On May 25, 2012, the Federal Communications Commission (FCC) released a report with the opaque title “Location-Based Services: An Overview of Opportunities and Other Considerations.” The report outlines the growing use of location-based services (LBS) in navigation, tracking, social networking, gaming, retail, real estate, advertising, news, weather, device management, and public safety applications, and government and industry efforts to address the privacy issues surrounding such services. It stemmed from a June 28, 2011 workshop that the FCC hosted on the subject.
“As of May 2011,” according to the report, “28 percent of adult Americans used mobile LBS of some type. LBS are expected to deliver $700 billion in value to consumers and business users over the next decade.” Yet “LBS industry players face challenges as they attempt to provide consumers with appropriate notice and choice with respect to the use of the data generated by LBS and the devices and networks that host them.”
The FCC is not the only governmental agency focused on these issues. The report reflects that “the Federal Trade Commission and the Department of Commerce … also have been assessing mobile privacy issues, raising consumer awareness, and encouraging proactive industry involvement to address challenges and concerns. In addition, Congress conducted several hearings that addressed location data privacy.” But the FCC’s role is rooted in the Communications Act of 1934, as amended (the “Act”), which charges the FCC with implementing a number of privacy protection provisions. for example, the FCC has adopted rules implementing Section 222 of the Act, which requires telecommunications carriers and interconnected Voice over Internet Protocol providers to secure customer proprietary network information (“CPNI”). Sections 338(i) and 631 establish requirements for satellite and cable television providers, respectively, for the treatment of their subscribers’ personally identifiable information (“PII”).
The FCC declined to adopt any regulations or best practices, but stated it would “continue to monitor industry compliance with applicable statutory requirements and evolving industry best practices.”
The FCC identified several privacy issues implicated by location-based services, specifically:
- Notice and transparency. The report stressed the principles of notice and transparency as core privacy values, and recognized various industry efforts by CTIA, the Mobile Marketing Association, the Direct Marketing Association, and private companies to provide users with notice of how LBS information is used. But the FCC cited several indications that many apps still lack basic privacy policies.
- Meaningful consumer choice. The FCC believes that consumers should have an opportunity to “opt in” to programs that use LBS data, and to be able to decide what a company can and cannot do with their information. But the report also acknowledges that challenges arise between real-time meaningful choice and user experience.
- Third party access to personal information. Noting that various people and groups may have access to LBS information, the FCC called out developers in particular as possibly not having adequate privacy standards in place. The report noted that entities like the Future of Privacy Forum and TRUSTe are recommending app developers adopt privacy practices, and that mobile operating systems and carriers are requiring apps seek permission before using location-based services.

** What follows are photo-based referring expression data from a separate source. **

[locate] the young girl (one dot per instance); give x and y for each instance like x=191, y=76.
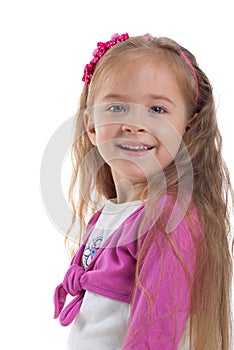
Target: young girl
x=154, y=268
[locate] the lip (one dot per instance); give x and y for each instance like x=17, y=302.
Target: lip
x=135, y=148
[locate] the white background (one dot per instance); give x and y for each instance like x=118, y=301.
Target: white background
x=44, y=47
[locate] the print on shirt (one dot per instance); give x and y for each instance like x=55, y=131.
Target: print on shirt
x=91, y=250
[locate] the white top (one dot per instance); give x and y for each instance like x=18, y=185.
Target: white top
x=102, y=322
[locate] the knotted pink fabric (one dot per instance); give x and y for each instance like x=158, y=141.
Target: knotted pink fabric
x=72, y=284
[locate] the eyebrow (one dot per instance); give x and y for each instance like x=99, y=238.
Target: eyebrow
x=120, y=97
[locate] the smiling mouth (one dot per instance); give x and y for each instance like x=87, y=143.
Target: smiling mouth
x=136, y=148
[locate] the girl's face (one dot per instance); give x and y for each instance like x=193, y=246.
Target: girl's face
x=138, y=121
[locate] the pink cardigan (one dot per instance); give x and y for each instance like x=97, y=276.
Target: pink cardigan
x=111, y=273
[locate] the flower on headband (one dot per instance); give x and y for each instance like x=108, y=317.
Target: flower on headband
x=99, y=52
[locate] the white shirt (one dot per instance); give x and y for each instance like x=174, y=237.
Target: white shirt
x=102, y=322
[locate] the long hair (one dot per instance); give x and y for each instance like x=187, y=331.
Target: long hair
x=92, y=182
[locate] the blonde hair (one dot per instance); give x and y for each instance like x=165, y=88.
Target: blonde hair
x=210, y=314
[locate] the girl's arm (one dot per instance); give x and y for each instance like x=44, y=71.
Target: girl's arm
x=159, y=323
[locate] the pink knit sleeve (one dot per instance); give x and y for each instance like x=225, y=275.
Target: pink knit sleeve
x=159, y=325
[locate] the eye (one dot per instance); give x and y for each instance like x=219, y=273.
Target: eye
x=157, y=110
x=116, y=108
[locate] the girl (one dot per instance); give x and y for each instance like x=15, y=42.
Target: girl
x=154, y=268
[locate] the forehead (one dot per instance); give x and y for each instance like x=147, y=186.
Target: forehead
x=138, y=79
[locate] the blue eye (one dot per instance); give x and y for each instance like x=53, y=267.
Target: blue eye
x=157, y=110
x=117, y=108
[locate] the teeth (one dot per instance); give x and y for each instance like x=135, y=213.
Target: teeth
x=135, y=148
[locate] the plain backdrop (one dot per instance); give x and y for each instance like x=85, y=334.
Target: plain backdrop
x=44, y=47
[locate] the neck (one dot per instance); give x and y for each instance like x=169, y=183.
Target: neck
x=127, y=192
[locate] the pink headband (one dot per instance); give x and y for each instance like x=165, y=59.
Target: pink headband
x=115, y=39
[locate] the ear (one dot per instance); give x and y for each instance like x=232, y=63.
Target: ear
x=89, y=125
x=190, y=121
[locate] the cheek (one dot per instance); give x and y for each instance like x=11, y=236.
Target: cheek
x=105, y=133
x=169, y=136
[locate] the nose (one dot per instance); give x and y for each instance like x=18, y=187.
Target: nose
x=132, y=129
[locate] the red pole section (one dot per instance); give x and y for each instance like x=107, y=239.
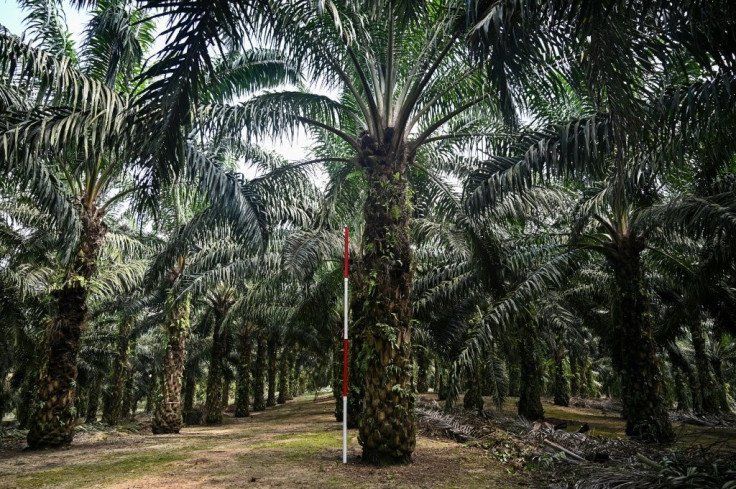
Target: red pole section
x=346, y=252
x=345, y=368
x=345, y=335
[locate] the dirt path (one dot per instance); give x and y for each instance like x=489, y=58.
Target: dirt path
x=294, y=445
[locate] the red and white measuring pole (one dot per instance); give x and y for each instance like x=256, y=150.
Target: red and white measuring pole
x=345, y=360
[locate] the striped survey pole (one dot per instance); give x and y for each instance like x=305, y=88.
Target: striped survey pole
x=345, y=360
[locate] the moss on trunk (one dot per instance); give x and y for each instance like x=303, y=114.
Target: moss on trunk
x=387, y=430
x=242, y=388
x=283, y=377
x=422, y=370
x=214, y=403
x=114, y=405
x=530, y=379
x=52, y=423
x=561, y=384
x=93, y=403
x=473, y=398
x=643, y=389
x=167, y=414
x=259, y=402
x=707, y=390
x=272, y=363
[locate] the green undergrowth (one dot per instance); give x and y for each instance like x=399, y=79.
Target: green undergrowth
x=103, y=471
x=301, y=444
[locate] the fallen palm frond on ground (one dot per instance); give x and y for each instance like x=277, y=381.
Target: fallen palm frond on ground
x=573, y=459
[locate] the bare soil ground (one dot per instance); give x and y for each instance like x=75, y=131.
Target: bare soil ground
x=294, y=445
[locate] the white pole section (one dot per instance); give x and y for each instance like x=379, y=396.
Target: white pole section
x=345, y=360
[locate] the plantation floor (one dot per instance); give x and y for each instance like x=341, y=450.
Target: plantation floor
x=294, y=445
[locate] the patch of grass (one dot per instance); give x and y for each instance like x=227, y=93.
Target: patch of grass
x=306, y=442
x=112, y=468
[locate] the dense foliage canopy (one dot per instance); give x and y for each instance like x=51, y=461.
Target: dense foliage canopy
x=541, y=196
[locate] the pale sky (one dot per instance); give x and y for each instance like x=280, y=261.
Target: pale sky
x=11, y=16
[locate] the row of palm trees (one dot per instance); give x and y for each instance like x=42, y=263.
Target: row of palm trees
x=515, y=170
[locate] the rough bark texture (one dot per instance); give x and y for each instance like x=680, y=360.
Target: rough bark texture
x=189, y=390
x=167, y=415
x=707, y=402
x=242, y=389
x=643, y=389
x=422, y=370
x=114, y=405
x=283, y=377
x=530, y=382
x=214, y=402
x=130, y=400
x=337, y=375
x=93, y=404
x=259, y=403
x=228, y=377
x=272, y=362
x=473, y=398
x=387, y=427
x=561, y=384
x=52, y=424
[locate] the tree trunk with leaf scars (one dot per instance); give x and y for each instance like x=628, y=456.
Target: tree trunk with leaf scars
x=93, y=405
x=643, y=389
x=259, y=403
x=561, y=383
x=387, y=427
x=708, y=402
x=242, y=389
x=422, y=371
x=272, y=362
x=214, y=401
x=283, y=377
x=167, y=415
x=530, y=385
x=52, y=423
x=113, y=408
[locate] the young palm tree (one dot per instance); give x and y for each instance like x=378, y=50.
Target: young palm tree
x=402, y=73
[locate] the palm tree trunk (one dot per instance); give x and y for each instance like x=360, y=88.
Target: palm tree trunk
x=337, y=375
x=113, y=407
x=167, y=415
x=561, y=384
x=259, y=403
x=130, y=400
x=272, y=361
x=93, y=405
x=530, y=381
x=387, y=427
x=422, y=371
x=283, y=377
x=52, y=424
x=707, y=389
x=227, y=374
x=293, y=379
x=721, y=393
x=473, y=397
x=188, y=391
x=642, y=383
x=242, y=392
x=213, y=403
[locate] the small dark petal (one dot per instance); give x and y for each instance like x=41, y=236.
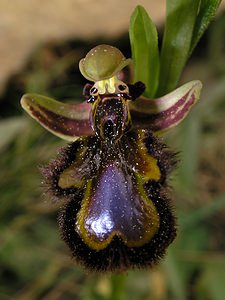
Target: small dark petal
x=136, y=89
x=52, y=171
x=86, y=90
x=167, y=159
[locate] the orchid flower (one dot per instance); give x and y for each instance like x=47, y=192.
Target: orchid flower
x=113, y=174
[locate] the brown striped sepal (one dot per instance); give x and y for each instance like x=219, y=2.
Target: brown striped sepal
x=165, y=112
x=67, y=121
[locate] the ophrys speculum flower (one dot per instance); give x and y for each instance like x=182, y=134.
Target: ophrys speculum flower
x=114, y=174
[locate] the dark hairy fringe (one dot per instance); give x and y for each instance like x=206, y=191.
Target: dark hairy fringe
x=117, y=256
x=52, y=171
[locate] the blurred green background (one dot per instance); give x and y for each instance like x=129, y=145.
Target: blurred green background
x=36, y=264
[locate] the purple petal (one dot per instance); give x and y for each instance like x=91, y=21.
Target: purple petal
x=68, y=121
x=165, y=112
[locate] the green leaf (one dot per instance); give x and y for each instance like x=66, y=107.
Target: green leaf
x=10, y=128
x=207, y=11
x=180, y=22
x=145, y=53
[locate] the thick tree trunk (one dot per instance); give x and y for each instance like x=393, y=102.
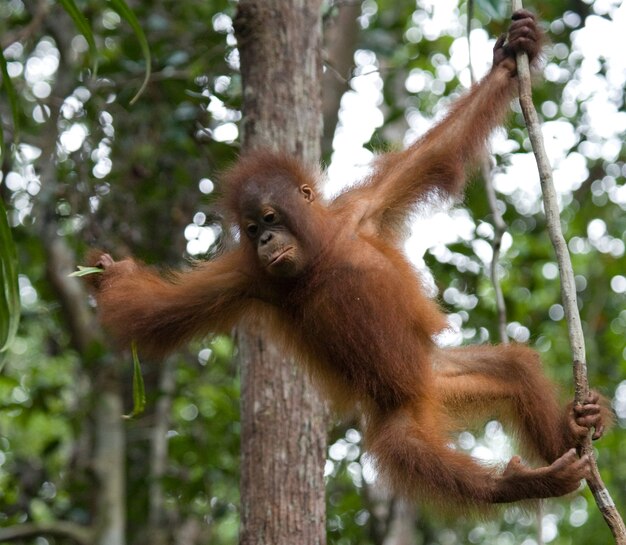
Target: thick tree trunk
x=283, y=429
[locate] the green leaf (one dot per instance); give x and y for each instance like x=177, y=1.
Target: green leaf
x=85, y=271
x=9, y=287
x=127, y=14
x=12, y=96
x=496, y=9
x=83, y=26
x=139, y=391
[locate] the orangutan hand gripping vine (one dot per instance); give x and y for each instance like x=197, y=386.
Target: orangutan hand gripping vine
x=331, y=283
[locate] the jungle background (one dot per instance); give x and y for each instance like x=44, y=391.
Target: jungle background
x=82, y=167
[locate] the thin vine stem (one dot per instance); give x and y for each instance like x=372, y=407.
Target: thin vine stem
x=568, y=288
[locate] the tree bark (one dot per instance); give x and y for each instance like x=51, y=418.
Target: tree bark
x=283, y=418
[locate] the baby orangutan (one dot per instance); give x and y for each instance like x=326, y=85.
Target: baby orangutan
x=332, y=285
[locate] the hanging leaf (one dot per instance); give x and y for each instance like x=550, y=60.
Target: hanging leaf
x=85, y=271
x=83, y=26
x=9, y=287
x=128, y=15
x=139, y=391
x=496, y=9
x=7, y=85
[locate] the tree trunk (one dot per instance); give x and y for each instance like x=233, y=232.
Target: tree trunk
x=283, y=424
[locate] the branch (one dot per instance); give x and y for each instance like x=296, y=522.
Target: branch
x=568, y=288
x=340, y=36
x=80, y=534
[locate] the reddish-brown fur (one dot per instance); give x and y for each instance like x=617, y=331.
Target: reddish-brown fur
x=357, y=317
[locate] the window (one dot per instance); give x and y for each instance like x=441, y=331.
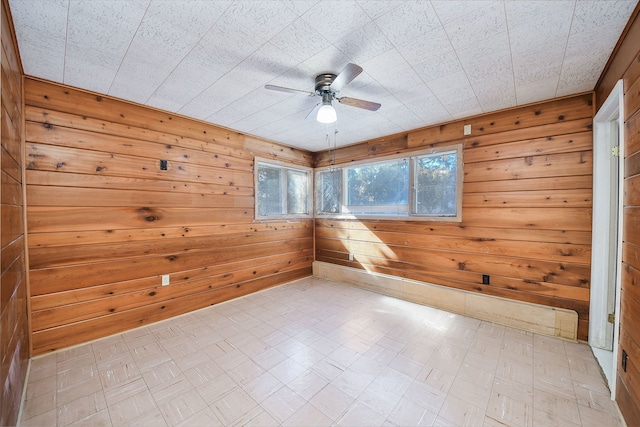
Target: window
x=282, y=190
x=425, y=185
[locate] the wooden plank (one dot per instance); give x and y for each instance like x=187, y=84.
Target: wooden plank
x=11, y=279
x=632, y=135
x=624, y=53
x=631, y=255
x=631, y=282
x=564, y=109
x=477, y=233
x=81, y=122
x=430, y=274
x=578, y=219
x=56, y=219
x=90, y=293
x=469, y=303
x=11, y=253
x=632, y=165
x=572, y=274
x=546, y=251
x=553, y=165
x=82, y=254
x=399, y=144
x=85, y=104
x=11, y=192
x=532, y=147
x=536, y=199
x=631, y=229
x=551, y=183
x=61, y=179
x=10, y=167
x=626, y=402
x=45, y=133
x=632, y=191
x=40, y=240
x=56, y=338
x=11, y=224
x=50, y=158
x=40, y=195
x=59, y=316
x=631, y=99
x=11, y=135
x=80, y=276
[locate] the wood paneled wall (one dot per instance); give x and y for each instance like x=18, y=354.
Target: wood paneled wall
x=14, y=332
x=625, y=64
x=105, y=222
x=526, y=216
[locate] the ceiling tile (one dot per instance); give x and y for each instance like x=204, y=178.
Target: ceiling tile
x=335, y=19
x=364, y=43
x=35, y=22
x=593, y=15
x=167, y=33
x=457, y=10
x=375, y=9
x=474, y=28
x=300, y=40
x=223, y=47
x=426, y=62
x=266, y=18
x=409, y=21
x=98, y=36
x=490, y=59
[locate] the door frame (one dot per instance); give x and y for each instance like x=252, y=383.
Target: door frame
x=604, y=133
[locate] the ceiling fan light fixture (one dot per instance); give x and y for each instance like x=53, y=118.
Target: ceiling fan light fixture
x=327, y=114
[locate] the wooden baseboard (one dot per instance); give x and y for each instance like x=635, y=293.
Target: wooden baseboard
x=536, y=318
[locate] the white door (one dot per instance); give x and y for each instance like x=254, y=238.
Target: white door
x=606, y=232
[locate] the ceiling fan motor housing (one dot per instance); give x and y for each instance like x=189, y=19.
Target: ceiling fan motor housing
x=323, y=83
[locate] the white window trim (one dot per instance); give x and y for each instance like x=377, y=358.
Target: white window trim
x=345, y=214
x=283, y=165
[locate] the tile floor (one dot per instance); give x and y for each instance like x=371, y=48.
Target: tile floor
x=316, y=353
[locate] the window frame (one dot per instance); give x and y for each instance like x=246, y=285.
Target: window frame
x=403, y=215
x=283, y=166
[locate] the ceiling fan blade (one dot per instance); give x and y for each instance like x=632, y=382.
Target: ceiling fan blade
x=359, y=103
x=288, y=89
x=313, y=113
x=348, y=73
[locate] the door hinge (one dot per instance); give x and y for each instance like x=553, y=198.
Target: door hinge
x=615, y=151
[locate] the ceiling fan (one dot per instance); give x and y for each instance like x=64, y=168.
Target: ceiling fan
x=327, y=86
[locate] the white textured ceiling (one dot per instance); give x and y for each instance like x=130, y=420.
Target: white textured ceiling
x=427, y=62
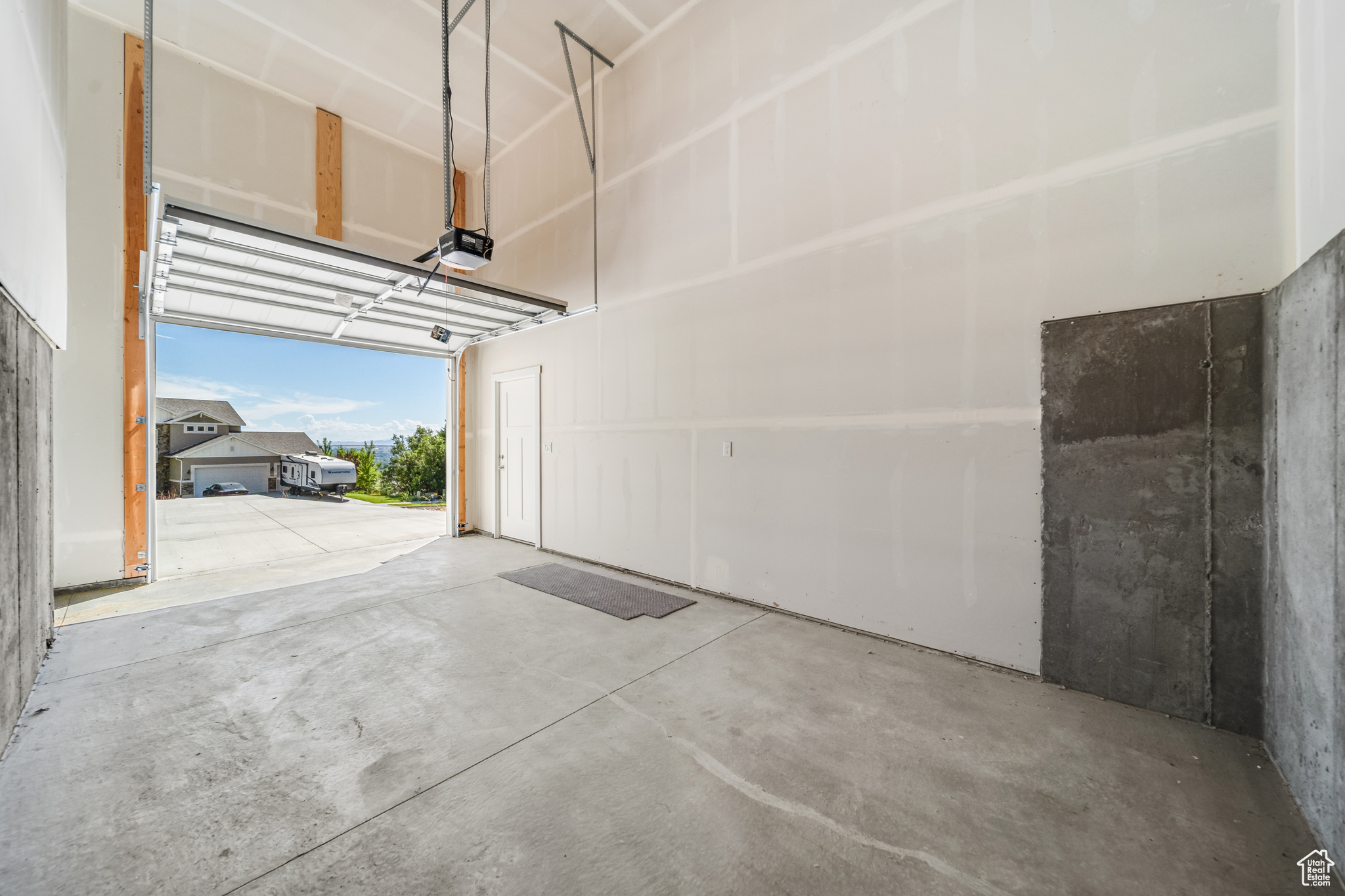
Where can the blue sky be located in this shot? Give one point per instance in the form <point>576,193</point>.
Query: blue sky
<point>343,394</point>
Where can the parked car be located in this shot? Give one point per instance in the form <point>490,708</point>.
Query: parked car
<point>223,488</point>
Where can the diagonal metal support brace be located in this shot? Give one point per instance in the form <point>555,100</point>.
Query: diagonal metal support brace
<point>579,108</point>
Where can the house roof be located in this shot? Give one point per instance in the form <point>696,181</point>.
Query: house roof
<point>265,442</point>
<point>222,412</point>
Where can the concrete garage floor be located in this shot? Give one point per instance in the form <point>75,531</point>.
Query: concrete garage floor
<point>430,727</point>
<point>231,545</point>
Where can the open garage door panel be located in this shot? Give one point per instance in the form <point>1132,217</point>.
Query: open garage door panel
<point>250,476</point>
<point>225,272</point>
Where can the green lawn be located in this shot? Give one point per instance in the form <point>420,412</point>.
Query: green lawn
<point>372,499</point>
<point>389,499</point>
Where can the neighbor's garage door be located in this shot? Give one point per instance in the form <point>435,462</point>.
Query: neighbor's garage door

- Data security and minimization. The FCC noted that because location data is considered particularly sensitive information, the industry should adopt heightened security requirements. It further suggested that as little data should be stored for a short a period as possible to lessen security breaches, although there is a tension because law enforcement would find location data valuable suggesting longer storage times would be valuable.
“While industry is taking steps to minimize these threats,” the report concluded, “the degree of responsiveness varies, new issues continue to emerge, and LBS industry players face challenges as they attempt to provide consumers with appropriate notice and choice. Nonetheless, there is room for additional steps to be taken, particularly with respect to less established LBS providers, to ensure growing concerns are addressed as quickly and as comprehensively as possible.” Issues that the FCC sees as worthy of consideration include:
- Consideration of Privacy Issues at Earliest Stages of Product Development. What are the most effective means to ensure privacy considerations become an integral part of the product design and development process for all players in the LBS industry? What should consumers be told?
- Security of data. What are the rights, duties, and obligations of the parties that generate, aggregate, or hold LBS-related data to secure such data from unauthorized disclosure or access? Do they vary as a result of a party’s relationship with the customer?
- Timing and sufficiency of notice. How much information should be pushed to consumers at different points in their interaction with an LBS, mobile, application or other provider and how should it be presented? Must the information be provided each time an application or service is used? Should there always be an opt out?
- Data Minimization. Should parties be encouraged to collect the minimal amount of data technically required to provide a location-based service and retain that data for the minimum amount of time necessary?
The FCC ended its report with a note of warning. It will “continue to monitor industry compliance with applicable statutory requirements and evolving industry best practices,” it said, and “additional steps may be necessary if privacy issues are not met as effectively and comprehensively as possible or within reasonable time frames.”